- NFTs comply with certain legislative formalities to be regarded as property, according to Justice Lee Seiu Kin’s decision on Friday.
- This decision was made by the judge to justify the injunction he issued in May prohibiting the possible sale of a Bored Ape NFT.
The High Court of the Republic of Singapore eventually decided that non-fungible tokens (“NFTs”) may be “considered property” and, thus, “be the subject of a proprietary injunction,” which is an interesting and unique judgement call that casts insight into the nature of non-fungible tokens (“NFTs”) and the relevance of current legislation to such comparatively newer technologies.
In order to prevent the sale and ownership transfer of a Bored Ape #2162 that had previously belonged to a Singaporean man named Janesh Rajkumar, the Singapore High Court handed down an injunction on May 13. The high court has recognised the NFT as an asset, making this injunction reportedly the first to be approved in Asia to safeguard an NFT.
He stressed that the request for an injunction was vital and that one of the parties was not obligated to appear in person at the court hearing, so he could not hear their arguments.
In order to be understood properly, Justice Lee said that his decision must be viewed in the context of an interlocutory application, which is a pre-trial demand for a court order, typically on procedural issues.
The NFT was used as collateral to secure a loan from an unidentified NFT collector called “chefpierre,” who isn’t present and isn’t represented in court documents. The claimant is attempting to reclaim the NFT.

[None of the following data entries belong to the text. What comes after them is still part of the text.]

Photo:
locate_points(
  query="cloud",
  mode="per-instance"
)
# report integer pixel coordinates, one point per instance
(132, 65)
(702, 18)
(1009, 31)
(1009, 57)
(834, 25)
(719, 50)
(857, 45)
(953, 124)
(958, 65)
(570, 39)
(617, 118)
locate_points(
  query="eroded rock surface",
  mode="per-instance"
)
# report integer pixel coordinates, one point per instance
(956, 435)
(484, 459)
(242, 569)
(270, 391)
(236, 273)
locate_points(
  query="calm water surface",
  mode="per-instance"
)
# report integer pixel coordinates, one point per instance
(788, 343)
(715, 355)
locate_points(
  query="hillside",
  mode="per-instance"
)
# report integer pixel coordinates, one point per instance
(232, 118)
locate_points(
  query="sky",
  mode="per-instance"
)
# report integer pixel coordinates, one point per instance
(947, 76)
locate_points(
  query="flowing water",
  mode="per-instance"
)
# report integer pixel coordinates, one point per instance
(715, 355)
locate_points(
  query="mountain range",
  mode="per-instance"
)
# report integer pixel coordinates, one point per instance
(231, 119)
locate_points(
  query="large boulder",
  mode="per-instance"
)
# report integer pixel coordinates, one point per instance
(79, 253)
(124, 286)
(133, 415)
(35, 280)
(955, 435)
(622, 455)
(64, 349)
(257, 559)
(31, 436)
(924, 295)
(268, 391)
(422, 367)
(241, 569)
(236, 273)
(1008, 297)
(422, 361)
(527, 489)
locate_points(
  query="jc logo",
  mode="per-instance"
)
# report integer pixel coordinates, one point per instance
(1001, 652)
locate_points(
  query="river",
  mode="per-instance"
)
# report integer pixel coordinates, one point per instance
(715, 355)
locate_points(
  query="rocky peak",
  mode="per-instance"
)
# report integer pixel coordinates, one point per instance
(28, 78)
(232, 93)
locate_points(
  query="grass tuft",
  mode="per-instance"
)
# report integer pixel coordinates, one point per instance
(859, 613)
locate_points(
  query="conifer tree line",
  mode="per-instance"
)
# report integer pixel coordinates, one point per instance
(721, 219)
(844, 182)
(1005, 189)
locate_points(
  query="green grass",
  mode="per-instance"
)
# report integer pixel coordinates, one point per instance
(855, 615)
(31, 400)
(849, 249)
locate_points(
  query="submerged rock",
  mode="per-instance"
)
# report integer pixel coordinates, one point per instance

The NFT was issued from escrow into “chefpierre’s” wallet as a result of “chefpierre” breaking the extension agreement and foreclosing on the loan, claims Singaporean law firm Withers KhattarWong.
After this incident, Justice Lee granted the claimant’s request to deliver court documents to “chefpierre” via Twitter, Discord, and his crypto wallet address.
Regarding some extra details, Judge Kin claims that he addressed the issue of whether stolen cryptocurrency assets, particularly the currencies Bitcoin and Ethereum, can lend credence to property rights and thus be the matter of a proprietary injunction in an earlier case.
The plaintiff demonstrated a substantial arguable situation that the stolen cryptocurrency assets were likely to lead to proprietary rights that could be guarded via a proprietary injunction.
NFTs were the topic of many hot discussions in Singapore at the beginning of this year. In early 2022, a series of non-fungible tokens sold for an astounding S$7.5 million within ten days in the country.